After the crucifixion, resurrection and ascension of Jesus, His Apostles began to spread the message he left throughout Israel and shortly thereafter, through the Roman empire. One of these Apostles, James (the Greater), reportedly travelled as far as west of Spain to the village of Saragossa in north east of Spain. While James was there, he became disheartened because of the failure of his mission. Tradition holds that while he was deep in prayer the Blessed Mother appeared to him and gave him a small wooden statue of herself and a column of jasper and instructed him to build a church in her honor:
“This place is to be my house, and this image and column shall be the title and altar of the temple that you shall build.”

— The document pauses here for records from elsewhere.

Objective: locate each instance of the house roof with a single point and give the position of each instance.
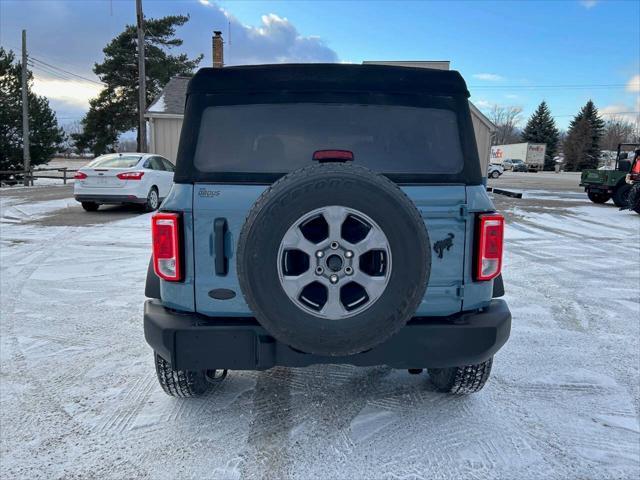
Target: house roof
(170, 102)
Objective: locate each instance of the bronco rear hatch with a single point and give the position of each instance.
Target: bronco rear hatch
(245, 127)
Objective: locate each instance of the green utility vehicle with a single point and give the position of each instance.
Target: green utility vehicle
(601, 185)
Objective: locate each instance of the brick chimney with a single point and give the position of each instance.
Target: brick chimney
(218, 55)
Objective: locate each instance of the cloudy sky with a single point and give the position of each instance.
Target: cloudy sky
(510, 53)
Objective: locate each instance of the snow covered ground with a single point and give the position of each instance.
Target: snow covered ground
(79, 398)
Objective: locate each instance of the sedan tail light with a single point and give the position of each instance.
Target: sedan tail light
(165, 232)
(490, 236)
(130, 175)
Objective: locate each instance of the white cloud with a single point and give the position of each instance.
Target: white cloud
(488, 77)
(588, 4)
(70, 92)
(483, 104)
(275, 40)
(625, 112)
(634, 84)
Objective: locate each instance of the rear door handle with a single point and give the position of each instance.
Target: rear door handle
(219, 233)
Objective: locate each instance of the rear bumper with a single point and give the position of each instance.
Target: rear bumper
(110, 199)
(195, 342)
(596, 188)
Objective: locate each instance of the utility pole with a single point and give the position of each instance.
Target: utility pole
(25, 111)
(142, 87)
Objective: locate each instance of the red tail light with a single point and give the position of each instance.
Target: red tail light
(165, 232)
(490, 238)
(130, 175)
(339, 155)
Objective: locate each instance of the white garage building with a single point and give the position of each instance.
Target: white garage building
(167, 111)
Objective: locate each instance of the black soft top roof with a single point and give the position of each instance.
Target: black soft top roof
(328, 77)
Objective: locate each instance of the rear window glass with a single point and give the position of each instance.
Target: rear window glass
(278, 138)
(115, 161)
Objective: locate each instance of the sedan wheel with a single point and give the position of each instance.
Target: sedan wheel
(153, 201)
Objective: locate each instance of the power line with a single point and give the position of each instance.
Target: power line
(65, 71)
(602, 113)
(49, 71)
(567, 87)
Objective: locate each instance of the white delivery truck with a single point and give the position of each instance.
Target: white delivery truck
(532, 154)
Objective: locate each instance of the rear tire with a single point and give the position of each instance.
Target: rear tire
(621, 195)
(153, 200)
(184, 383)
(634, 198)
(461, 380)
(597, 197)
(90, 206)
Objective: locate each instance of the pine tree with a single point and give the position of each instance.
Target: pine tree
(591, 150)
(45, 136)
(115, 110)
(541, 128)
(576, 146)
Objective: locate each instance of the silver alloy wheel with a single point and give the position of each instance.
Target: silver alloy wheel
(153, 199)
(334, 263)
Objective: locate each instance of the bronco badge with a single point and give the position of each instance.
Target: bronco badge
(445, 244)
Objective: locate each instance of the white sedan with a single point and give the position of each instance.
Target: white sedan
(495, 170)
(124, 178)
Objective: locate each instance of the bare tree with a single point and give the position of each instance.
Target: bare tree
(506, 119)
(618, 130)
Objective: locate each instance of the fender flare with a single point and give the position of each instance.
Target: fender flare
(152, 286)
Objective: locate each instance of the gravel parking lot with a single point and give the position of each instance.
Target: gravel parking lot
(79, 397)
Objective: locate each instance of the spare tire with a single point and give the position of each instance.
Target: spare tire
(333, 259)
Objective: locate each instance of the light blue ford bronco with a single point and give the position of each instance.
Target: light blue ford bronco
(326, 213)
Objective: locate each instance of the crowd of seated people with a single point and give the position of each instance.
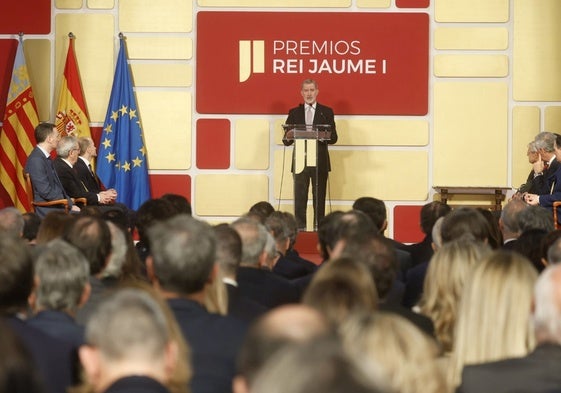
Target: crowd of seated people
(170, 303)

The jasper column and the wooden statue can still be seen on special occasions at a church that houses them. About a year after the apparition James arranged to build a small chapel in the Blessed Mother’s honor, the first Church ever dedicated to the honor of the Virgin Mary. After James returned to Jerusalem, he was executed by Herod Agrippa in about 44 AD, the first apostle to be martyred for his faith. Several of his disciples took his body and returned it for final burial in Spain. The local queen, observing several of the miracles performed by James’ disciples, converted to Christianity and permitted his body to be buried in a local field. Eight centuries later, a cathedral in honor of St. James was erected after his gravesite was rediscovered by a local hermit. The hermit found the burial site after noticing an unusual star formation. The site for the cathedral was called Compostella (starry field) and it is a major pilgrimage site to this day.